Skoda, on the other hand, is a little-known Volkswagen subsidiary from the Czech Republic, steadily making waves around the world. It’s huge in western Europe but still a minnow here in Australia. The Kodiaq will put it on the consideration lists of people who’ve never considered its wares before.

Worth noting is the fact the Skoda is an appreciably more compact car than the huuuuge Mazda, but the company claims its familiar clever packaging makes it almost as roomy.

By no means are we saying these two are the top family SUVs, but they’re certainly up there, and represent a diverse segment by going about the same job in slightly different ways.


Price and equipment

Here we test the CX-9 variant that sits one rung above base level.

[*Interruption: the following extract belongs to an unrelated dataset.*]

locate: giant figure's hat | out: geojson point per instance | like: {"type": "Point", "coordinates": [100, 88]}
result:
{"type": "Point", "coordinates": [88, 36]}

It’s called the CX-9 Touring, and comes with either front-wheel drive for $48,890 plus on-road costs or $52,890 with on-demand all-wheel drive (AWD) suitable for snow trips or gravel tracks. It’s this latter model we’re driving here.

The Skoda Kodiaq comes in only one variation for now, with AWD standard, priced at $42,990. However our car had the optional Launch Pack that adds $5900 to the sticker price in exchange for more equipment. This closes the price gap to a more reasonable $4000.

There’s a lot of equipment commonality between the pair, including an eight-inch touchscreen, satellite navigation, USB point, Bluetooth phone and streaming, rear-view camera, autonomous emergency braking (AEB) and LED headlights.

Pictured: Mazda CX-9 

The CX-9 Touring has distinct features including three additional USB points over the Kodiaq, separate temperature controls for middle-row occupants, full leather seats with heating and electric adjustment for front occupants, blind-spot monitoring and rear cross-traffic alert – which helps you back out of car parks without being T-boned.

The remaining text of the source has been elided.